There have been quite a few posts to this list in the past about this,
so searching it might be a good start.

Firstly, you need to defined "improved performance".  Are we talking
transactional throughput (OLTP), or batch updates (ETL), or report
generation (OLAP stuff)???  Or some other scenario.

For write performance, the general rules are:

You can only commit 1 transaction per rotation of a properly fsynced
disc that holds the WAL file (i.e. the pg_xlog directory).  So, putting
that on it's own fast spinning disc is step one for improved
performance.

A battery backed cache unit (BBU) on a RAID controller is a must.

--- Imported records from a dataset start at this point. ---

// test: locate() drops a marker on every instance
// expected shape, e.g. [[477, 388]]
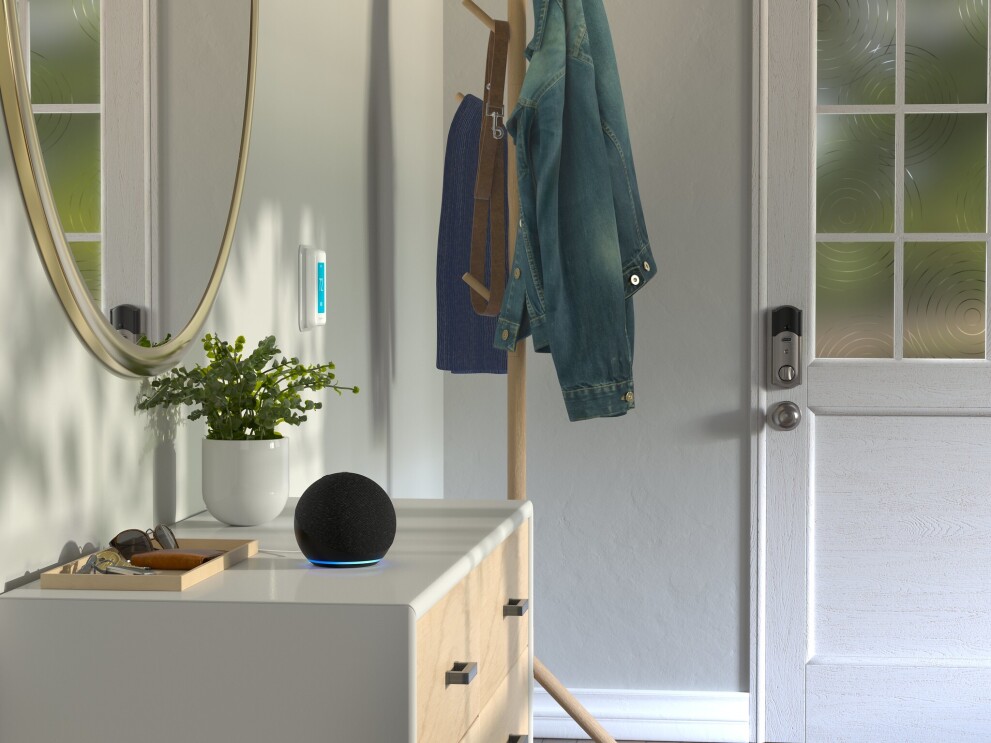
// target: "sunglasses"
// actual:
[[133, 541], [108, 562]]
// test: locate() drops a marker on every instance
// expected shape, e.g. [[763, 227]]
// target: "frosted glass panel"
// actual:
[[65, 51], [70, 144], [944, 300], [855, 169], [946, 45], [944, 172], [87, 257], [855, 314], [856, 51]]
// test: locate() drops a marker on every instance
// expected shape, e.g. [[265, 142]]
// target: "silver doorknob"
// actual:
[[785, 416]]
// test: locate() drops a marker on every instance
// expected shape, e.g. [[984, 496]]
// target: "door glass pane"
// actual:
[[855, 169], [946, 43], [87, 257], [65, 51], [944, 300], [856, 54], [944, 172], [70, 144], [855, 313]]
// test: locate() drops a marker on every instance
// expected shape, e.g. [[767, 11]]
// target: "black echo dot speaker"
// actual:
[[345, 520]]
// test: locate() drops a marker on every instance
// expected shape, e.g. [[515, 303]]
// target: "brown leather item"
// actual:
[[490, 182], [179, 559]]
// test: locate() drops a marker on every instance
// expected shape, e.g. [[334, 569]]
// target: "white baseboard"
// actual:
[[691, 716]]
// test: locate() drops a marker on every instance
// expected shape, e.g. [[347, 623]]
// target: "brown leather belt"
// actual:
[[489, 216]]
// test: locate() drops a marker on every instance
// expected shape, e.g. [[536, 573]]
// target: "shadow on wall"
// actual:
[[381, 228], [70, 463]]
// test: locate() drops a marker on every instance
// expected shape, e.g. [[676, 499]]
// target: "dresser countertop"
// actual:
[[437, 544]]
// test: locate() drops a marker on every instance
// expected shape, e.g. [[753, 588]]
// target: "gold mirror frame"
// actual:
[[122, 357]]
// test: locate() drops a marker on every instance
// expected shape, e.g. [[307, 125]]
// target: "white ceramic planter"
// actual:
[[245, 483]]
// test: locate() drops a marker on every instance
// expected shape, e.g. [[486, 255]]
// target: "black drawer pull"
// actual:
[[516, 608], [462, 673]]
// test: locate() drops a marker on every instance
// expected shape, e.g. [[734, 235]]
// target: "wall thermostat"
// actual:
[[312, 287]]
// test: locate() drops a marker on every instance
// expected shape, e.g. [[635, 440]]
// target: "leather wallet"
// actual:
[[176, 559]]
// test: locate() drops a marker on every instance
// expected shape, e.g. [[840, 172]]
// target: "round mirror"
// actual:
[[129, 125]]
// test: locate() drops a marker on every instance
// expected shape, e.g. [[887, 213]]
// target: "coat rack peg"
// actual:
[[479, 14], [477, 286]]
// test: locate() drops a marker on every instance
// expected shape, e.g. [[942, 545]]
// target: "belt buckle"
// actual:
[[498, 115]]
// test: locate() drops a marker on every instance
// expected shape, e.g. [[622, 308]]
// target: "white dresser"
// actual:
[[275, 649]]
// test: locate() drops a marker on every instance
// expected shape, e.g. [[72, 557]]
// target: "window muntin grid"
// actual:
[[904, 171]]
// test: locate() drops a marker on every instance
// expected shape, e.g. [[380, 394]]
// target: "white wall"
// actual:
[[642, 522], [77, 464], [200, 67]]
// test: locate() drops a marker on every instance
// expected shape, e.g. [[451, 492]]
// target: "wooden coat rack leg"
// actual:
[[516, 361]]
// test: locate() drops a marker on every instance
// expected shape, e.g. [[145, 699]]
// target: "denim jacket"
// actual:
[[581, 248]]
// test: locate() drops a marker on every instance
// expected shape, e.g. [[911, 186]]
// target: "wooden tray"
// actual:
[[65, 576]]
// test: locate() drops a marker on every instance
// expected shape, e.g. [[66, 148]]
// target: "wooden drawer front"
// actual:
[[444, 637], [503, 575], [508, 712]]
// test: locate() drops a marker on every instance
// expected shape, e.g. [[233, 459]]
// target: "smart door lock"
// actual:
[[785, 369]]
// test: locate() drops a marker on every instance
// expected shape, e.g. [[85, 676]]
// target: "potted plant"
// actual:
[[244, 398]]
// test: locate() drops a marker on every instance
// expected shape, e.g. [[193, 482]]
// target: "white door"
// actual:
[[876, 518]]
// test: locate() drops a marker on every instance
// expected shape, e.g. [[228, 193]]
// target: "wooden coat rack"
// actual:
[[516, 360]]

RAID 1+0 is a good choice for your data partition.

For many hardware RAID controllers with the above mentioned BBU moving
the pg_xlog to another partition is no real help.

Cheap RAID controllers are often worse than no RAID controller.  If you
can't afford a good RAID controller, you're probably better off with
software RAID than using a cheapie.

For READ performance:

Often settings in postgresql.conf are far more important than the drive
layout.

Lots of RAM is a good thing.

Assuming you've got lots of RAM, making shared_buffers anywhere from 10
to 25% of it is a pretty good size.

work_mem usually works well at around 16 meg or so.

drop random_page_cost to about 2 for most systems.